No 3 in the Kobchok hit parade was Siam Food Gallery, which opened in 2000 in Esher, Surrey. It's an upmarket place with a traditional Thai ambience - bamboo tables and chairs, for instance - to suit a clientele of soccer and showbiz celebrities.

Siam Food Gallery soon had a sister branch in Virginia Water, Surrey, which exudes the restful calm of a Chiang Mai forest.

Now Saran Rom is celebrating Royal Thai cuisine.

"I fancied a new restaurant by the river, and I needed to demonstrate [to our backers] that we've grown up and can't stop growing," says Kobchok.

Saran Rom is by far his most ambitious endeavour, and matching the high overheads is a significant investment in kitchen talent: executive chef Yupa Sondhisap, who spent 25 years at the Oriental in Bangkok, and sous chef Bhithak Srimaithong from Chiang Mai's Mandarin Oriental Dhara Dhevi Resort.

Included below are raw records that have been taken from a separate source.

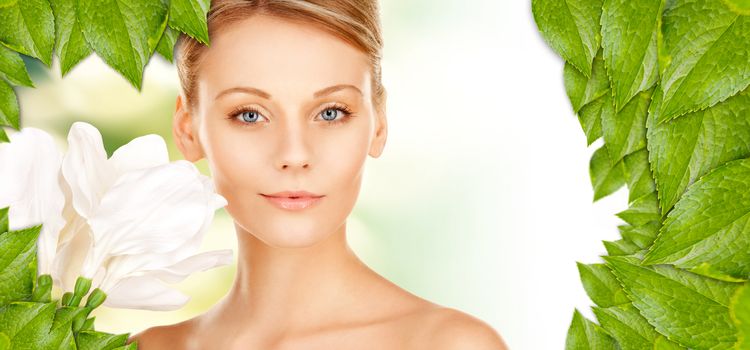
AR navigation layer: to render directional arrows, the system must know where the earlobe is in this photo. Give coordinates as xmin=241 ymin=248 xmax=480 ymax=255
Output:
xmin=369 ymin=108 xmax=388 ymax=158
xmin=172 ymin=95 xmax=205 ymax=162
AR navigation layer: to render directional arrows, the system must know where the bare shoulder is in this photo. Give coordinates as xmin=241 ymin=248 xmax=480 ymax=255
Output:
xmin=127 ymin=326 xmax=164 ymax=349
xmin=127 ymin=320 xmax=192 ymax=350
xmin=127 ymin=326 xmax=175 ymax=350
xmin=410 ymin=307 xmax=509 ymax=350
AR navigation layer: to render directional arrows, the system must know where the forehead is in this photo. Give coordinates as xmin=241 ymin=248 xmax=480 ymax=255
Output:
xmin=198 ymin=14 xmax=371 ymax=100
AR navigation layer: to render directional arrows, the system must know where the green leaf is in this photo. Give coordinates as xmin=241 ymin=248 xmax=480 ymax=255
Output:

"Khun Yupa helps create a menu of Royal Thai cuisine,'' says Kanjana Issaravit, Kobchok's wife.

It's no easy feat. These dishes are fast disappearing.

Saran Rom goes so far as to offer items mentioned in the poetry of King Rama II. Among these: khang khao phuak (golden taro pastry filled with chopped pork and prawns), chor lada (steamed chicken and prawn dumplings delicately wrapped into a flower shape), te-pho (pork curry) and

pla-yang samun-phrai (char-grilled sea bass with mixed herbs).

"These dishes require special attention - we don't cook them in haste,'' Kanjana says. "The pace is slow but steady, but not too slow.

"Most importantly, we don't aim to cook Thai food for non-Thais. We do it the Thai way, with varying degrees of spiciness and hotness according to individual tastes.

"Some say Thai food has to be cooked with the farang palate in mind, but sometimes that's not what Thai food is supposed to be. Here our food has the flavours that Thais can identify with."

Thanks to Saran Rom, the classic dishes of the bygone era are making a comeback. That's enough to keep Kobchok and Kanjana happy - and the till ringing.

"Presenting genuine Thai food makes us proud to be Thai, proud of our culture and our identity," Kanjana says.

"Our thriving business has a lot to do with that very fact. I keep reminding my staff of the importance of Thainess - to not forget our culture. We're just being ourselves, being Thai."